# "Smooth out" shifting with an OG-1070?



## Ventruck (Mar 9, 2009)

Got that cassette recently since they're selling for cheap. Using Shimano 6600 shifters, and 5600 RD+chain, I'm not missing any gears or have engagement issues, but it's definitely not the smoothest shifting under load. Rather violent really, especially from the 3rd to 4th largest cog. I'd assume this has to due with the lack of the "OG" sections on the 3rd, but I'm not that knowledgeable.

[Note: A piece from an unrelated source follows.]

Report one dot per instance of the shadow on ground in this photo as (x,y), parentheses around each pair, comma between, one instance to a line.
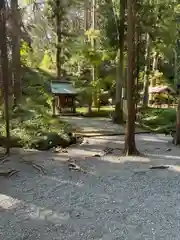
(118,198)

I've seen some posts acknowledging that SRAM themselves found the cassette coming up short to their expectations, but is there anything to help with the smoothness of the shifting?


----------



## WhyRun (Dec 29, 2008)

upgrade the chain. Get some DA chains off RibbleCycles or similar. They are cheap and will improve shifting some.


----------



## Midgetfist (May 29, 2009)

KMC X10SL Ti-N


----------



## Ventruck (Mar 9, 2009)

WhyRun said:


> upgrade the chain. Get some DA chains off RibbleCycles or similar. They are cheap and will improve shifting some.


Kinda saw it coming as the solution, but just getting hopeful that I'd find an answer regarding adjustment or technique. When reality strikes: 2 for 2 replies suggesting a chain. 

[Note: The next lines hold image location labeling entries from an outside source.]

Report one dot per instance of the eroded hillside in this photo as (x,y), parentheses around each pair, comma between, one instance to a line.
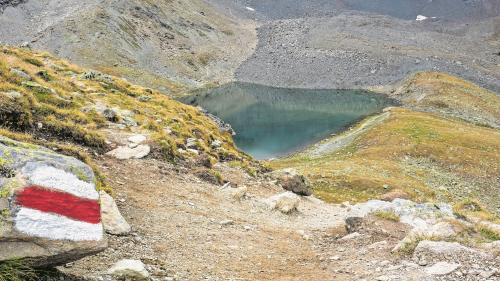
(148,42)
(80,112)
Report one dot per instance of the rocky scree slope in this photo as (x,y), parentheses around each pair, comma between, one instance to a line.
(351,48)
(160,44)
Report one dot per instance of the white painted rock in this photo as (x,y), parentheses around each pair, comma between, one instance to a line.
(442,268)
(49,206)
(112,219)
(125,152)
(285,202)
(129,269)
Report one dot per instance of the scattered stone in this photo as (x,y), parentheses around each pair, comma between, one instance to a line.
(20,74)
(442,268)
(111,114)
(290,180)
(216,144)
(351,236)
(45,238)
(125,152)
(96,76)
(127,268)
(13,95)
(226,222)
(191,143)
(353,224)
(239,193)
(286,202)
(38,88)
(144,98)
(112,220)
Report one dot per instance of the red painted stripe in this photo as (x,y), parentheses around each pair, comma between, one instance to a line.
(65,204)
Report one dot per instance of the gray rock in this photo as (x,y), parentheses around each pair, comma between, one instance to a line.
(12,95)
(216,144)
(292,181)
(137,139)
(128,269)
(20,74)
(286,202)
(111,114)
(38,88)
(191,143)
(144,98)
(125,152)
(442,268)
(27,230)
(96,76)
(112,219)
(442,251)
(226,222)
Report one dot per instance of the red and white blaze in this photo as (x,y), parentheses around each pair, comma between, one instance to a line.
(59,206)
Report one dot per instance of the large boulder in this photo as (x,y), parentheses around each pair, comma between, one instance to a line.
(49,206)
(129,269)
(292,181)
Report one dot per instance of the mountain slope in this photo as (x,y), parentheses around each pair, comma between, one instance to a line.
(414,154)
(149,42)
(49,101)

Thanks. Figures I should follow through the new cassette, new chain protocol anyway.


----------



## DaveT (Feb 12, 2004)

SRAM cassettes are not generally known for smooth shifting, or for being quiet for that matter. A different chain *may* help some but a Shimano cassette will, in my personal experience, run quieter and shift smoother.


----------



## St.Zu (Jun 30, 2010)

I have a 1070 pg cassette and a 1050 sram chain and it shifts smooth as butter


----------



## alias33 (Sep 15, 2008)

I swapped out a shimano cassette and that thing shifts smooth as butter along with my kmc x10-sl ti-n chain, bling bling baby! Way better then the missing tooth cassette fad that sram bonked, shimano does some things right and one of them is def cassettes!


----------